It was a surreal scene along the Gulf Coast after the most destructive hurricane ever to touch down on U.S. Soil -- 175 mph winds, wiping out the levee system in New Orleans, and crushing everything in its path into Mississippi, and even Alabama.

The National Fire Academy put out a call for help to fire departments across the nation.

Jeff Parsons, Idaho Falls Fire Department: "It was an anxious time for me, they didn't give us a lot of details -- any details on the conditions we'd be living in."

Jeff Parsons and five of his fellow firefighters would leave their families for a month and a half to help victims along the ravaged Mississippi coast. What they saw was unforgettable.

Parsons: "I had never seen trees snapped 30 feet off the ground and whole fields of timber tipped over by the wind. We went into houses where the water line was up to the ceiling."

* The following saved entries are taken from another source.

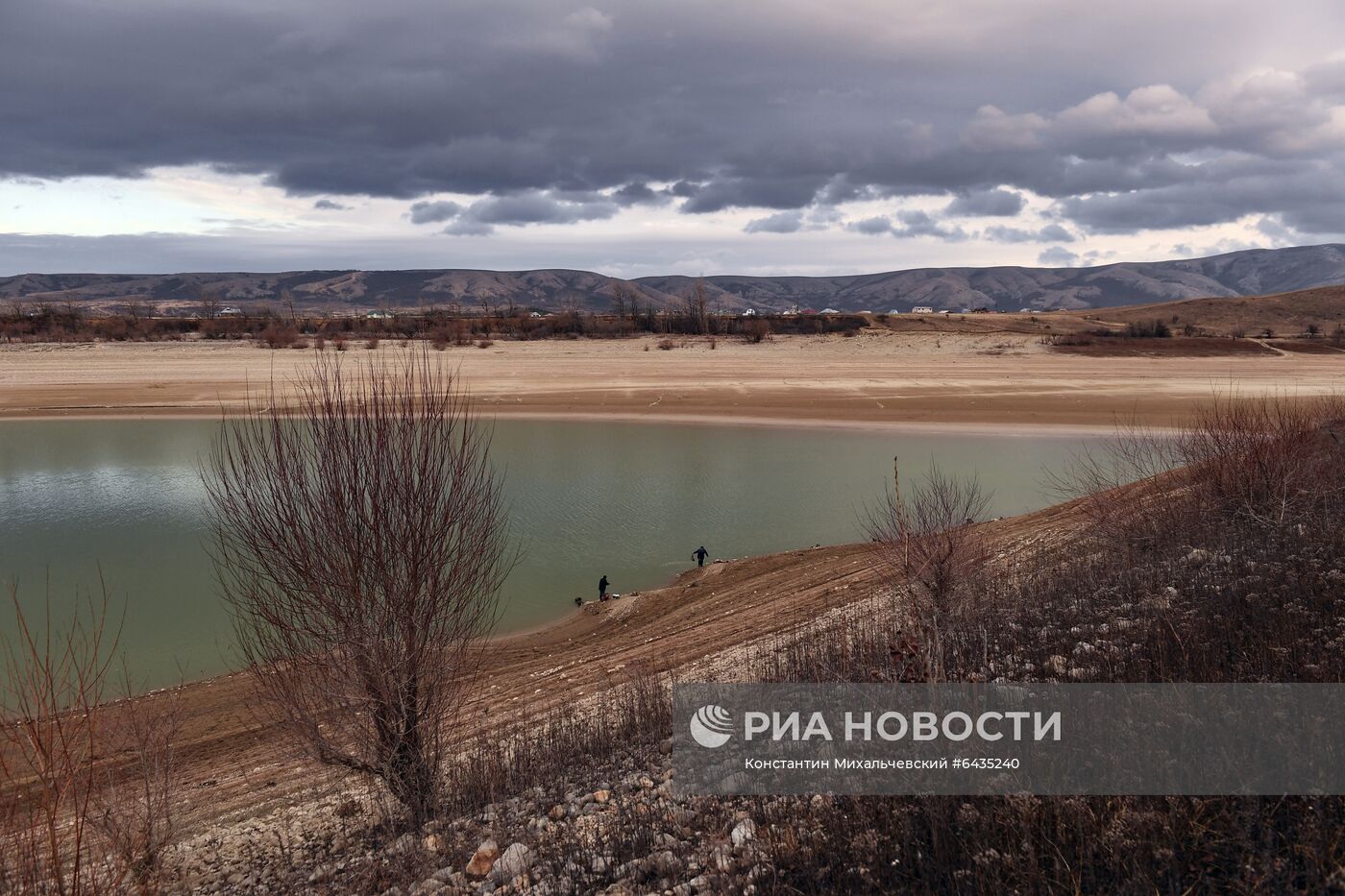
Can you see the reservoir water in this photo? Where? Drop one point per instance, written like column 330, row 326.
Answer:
column 628, row 500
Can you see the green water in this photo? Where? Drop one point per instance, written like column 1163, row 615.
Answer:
column 627, row 500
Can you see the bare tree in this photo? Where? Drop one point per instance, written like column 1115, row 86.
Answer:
column 927, row 546
column 136, row 811
column 696, row 305
column 360, row 539
column 50, row 740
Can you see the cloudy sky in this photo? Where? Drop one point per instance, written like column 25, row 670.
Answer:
column 663, row 136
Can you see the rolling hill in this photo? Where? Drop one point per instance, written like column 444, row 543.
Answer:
column 1237, row 274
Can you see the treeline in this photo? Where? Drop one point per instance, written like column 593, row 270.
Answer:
column 440, row 327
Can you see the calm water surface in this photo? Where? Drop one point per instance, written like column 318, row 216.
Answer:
column 628, row 500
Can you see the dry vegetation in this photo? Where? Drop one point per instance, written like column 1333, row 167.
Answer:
column 1223, row 564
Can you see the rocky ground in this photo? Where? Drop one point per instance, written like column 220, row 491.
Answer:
column 614, row 828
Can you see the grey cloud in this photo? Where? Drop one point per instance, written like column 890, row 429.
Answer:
column 1110, row 113
column 908, row 224
column 920, row 224
column 433, row 211
column 988, row 204
column 871, row 227
column 537, row 208
column 480, row 218
column 1049, row 233
column 1058, row 257
column 779, row 222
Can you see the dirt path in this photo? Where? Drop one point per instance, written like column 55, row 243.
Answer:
column 237, row 768
column 874, row 378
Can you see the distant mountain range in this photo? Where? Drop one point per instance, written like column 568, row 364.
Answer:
column 1236, row 274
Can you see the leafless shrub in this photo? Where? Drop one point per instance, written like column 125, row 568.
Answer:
column 756, row 331
column 50, row 736
column 1259, row 459
column 279, row 335
column 136, row 811
column 360, row 540
column 927, row 547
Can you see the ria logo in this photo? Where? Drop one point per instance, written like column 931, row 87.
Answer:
column 712, row 725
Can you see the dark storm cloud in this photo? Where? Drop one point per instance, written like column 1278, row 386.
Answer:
column 565, row 111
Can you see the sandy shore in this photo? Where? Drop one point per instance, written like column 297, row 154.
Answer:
column 876, row 378
column 1004, row 381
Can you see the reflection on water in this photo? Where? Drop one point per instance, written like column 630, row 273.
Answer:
column 587, row 498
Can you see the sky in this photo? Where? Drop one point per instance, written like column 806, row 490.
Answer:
column 663, row 136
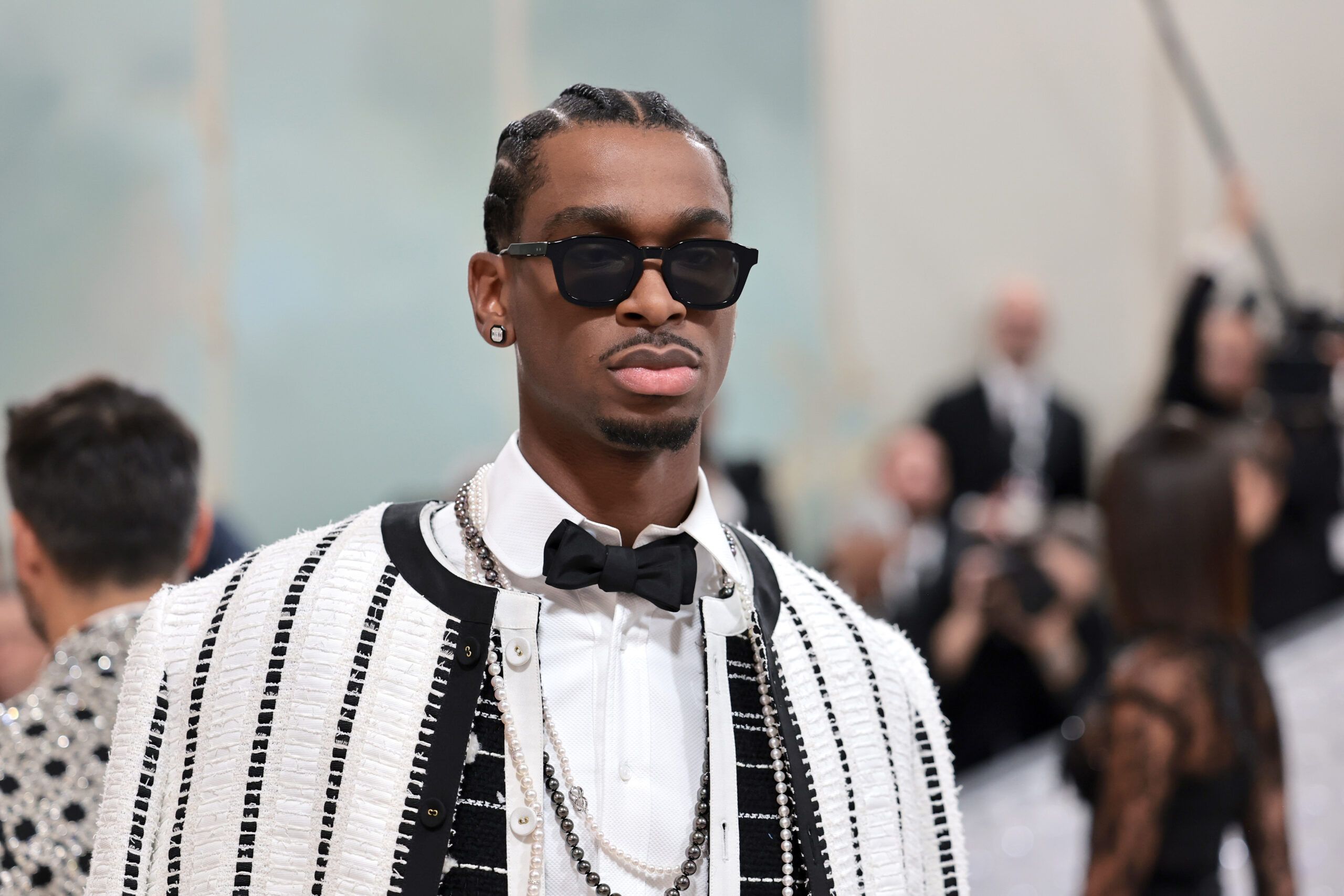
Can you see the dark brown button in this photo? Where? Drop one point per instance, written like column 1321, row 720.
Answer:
column 433, row 815
column 468, row 652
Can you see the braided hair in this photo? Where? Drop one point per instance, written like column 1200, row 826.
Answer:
column 517, row 171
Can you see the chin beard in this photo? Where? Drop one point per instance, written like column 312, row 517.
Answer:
column 649, row 436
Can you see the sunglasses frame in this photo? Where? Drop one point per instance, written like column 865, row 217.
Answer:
column 557, row 250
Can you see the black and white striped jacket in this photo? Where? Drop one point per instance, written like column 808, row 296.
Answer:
column 313, row 719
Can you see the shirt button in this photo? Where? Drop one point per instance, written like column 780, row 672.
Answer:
column 518, row 652
column 433, row 815
column 468, row 652
column 522, row 823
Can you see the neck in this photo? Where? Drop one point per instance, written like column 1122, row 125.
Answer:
column 617, row 487
column 69, row 610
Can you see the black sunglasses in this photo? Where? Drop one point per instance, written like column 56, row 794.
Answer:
column 597, row 272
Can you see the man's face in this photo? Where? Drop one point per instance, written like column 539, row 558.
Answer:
column 643, row 371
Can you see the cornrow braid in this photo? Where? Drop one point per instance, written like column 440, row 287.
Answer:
column 518, row 174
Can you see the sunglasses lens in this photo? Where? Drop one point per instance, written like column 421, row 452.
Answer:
column 598, row 270
column 702, row 273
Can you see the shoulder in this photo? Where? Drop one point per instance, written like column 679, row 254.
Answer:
column 820, row 609
column 956, row 400
column 262, row 575
column 1066, row 410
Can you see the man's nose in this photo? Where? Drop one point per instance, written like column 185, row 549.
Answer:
column 651, row 304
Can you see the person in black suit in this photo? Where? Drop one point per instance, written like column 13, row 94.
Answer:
column 1009, row 428
column 1217, row 364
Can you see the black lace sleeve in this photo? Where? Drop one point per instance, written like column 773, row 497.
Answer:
column 1264, row 820
column 1135, row 774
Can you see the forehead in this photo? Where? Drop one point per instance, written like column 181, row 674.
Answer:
column 652, row 175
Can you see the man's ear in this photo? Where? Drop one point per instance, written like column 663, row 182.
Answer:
column 488, row 288
column 30, row 559
column 202, row 534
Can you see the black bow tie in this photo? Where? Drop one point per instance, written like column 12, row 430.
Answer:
column 662, row 573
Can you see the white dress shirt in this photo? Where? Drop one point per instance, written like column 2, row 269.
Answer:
column 624, row 679
column 1021, row 398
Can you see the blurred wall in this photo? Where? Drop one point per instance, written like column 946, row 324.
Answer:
column 265, row 212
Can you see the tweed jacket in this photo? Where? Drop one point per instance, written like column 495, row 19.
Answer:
column 315, row 719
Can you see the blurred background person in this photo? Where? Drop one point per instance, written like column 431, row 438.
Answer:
column 1014, row 635
column 897, row 543
column 1007, row 431
column 22, row 652
column 104, row 484
column 1183, row 741
column 740, row 488
column 1222, row 363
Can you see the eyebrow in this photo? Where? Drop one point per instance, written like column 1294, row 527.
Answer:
column 613, row 218
column 600, row 217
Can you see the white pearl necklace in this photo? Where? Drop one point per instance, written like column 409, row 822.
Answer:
column 531, row 796
column 631, row 861
column 480, row 565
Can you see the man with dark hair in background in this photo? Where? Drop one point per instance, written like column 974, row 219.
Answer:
column 102, row 480
column 573, row 678
column 1009, row 433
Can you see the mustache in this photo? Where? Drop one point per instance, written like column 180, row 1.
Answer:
column 658, row 339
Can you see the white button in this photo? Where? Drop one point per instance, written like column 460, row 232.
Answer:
column 518, row 652
column 522, row 823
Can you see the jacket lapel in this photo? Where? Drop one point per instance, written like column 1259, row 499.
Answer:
column 441, row 798
column 756, row 792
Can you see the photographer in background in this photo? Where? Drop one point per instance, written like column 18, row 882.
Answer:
column 1225, row 366
column 102, row 480
column 1014, row 637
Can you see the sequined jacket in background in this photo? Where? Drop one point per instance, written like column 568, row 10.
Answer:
column 54, row 742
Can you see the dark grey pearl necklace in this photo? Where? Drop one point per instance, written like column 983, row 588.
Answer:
column 692, row 853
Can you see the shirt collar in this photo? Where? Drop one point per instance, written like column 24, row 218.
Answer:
column 522, row 511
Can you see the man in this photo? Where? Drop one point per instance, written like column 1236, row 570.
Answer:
column 22, row 652
column 572, row 678
column 104, row 488
column 1009, row 431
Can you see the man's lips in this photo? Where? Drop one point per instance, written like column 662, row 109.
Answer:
column 647, row 371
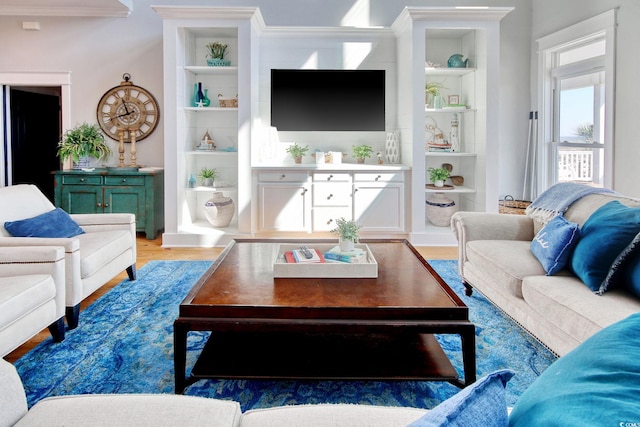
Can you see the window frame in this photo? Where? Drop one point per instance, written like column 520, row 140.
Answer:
column 600, row 27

The men worked directly with FEMA.

Parsons: "We lived in a tent city that was set up for people in the relief effort. We helped distribute information, water, ice and hooked people up with FEMA."

That wasn't all the six firefighters did. They also manned fire stations there, so exhausted fire crews could go home, check on family and friends, and begin to piece together their lives."

Parsons: "We gave them a chance to go fix their homes and take care of their family. That's probably the part that sticks out the most, the brotherhood we had with those guys, we never met them, and came from different cultures, but the way they accepted us and took care of us, and we took care of them."

Back home in Idaho Falls, 14 truckloads of donations from the public and Melaleuca were assembled in just a few days. The Salvation Army says the trucks were some of the first private aid trucks to arrive.

And who could forget the Crawford family from New Orleans who lost everything, but were given a new life in Idaho Falls for a year until they were able to return home.

Frank Vandersloot, Melaleuca CEO: "They became part of our family, cooked us barbecue shrimp and gumbo, it was delicious, we played ping pong, they both got a job at Melaleuca, it was a wonderful thing -- a real blessing."

Vandersloot spoke with the Crawford family Wednesday. They are now back in New Orleans rebuilding their home, but expect to move back in soon.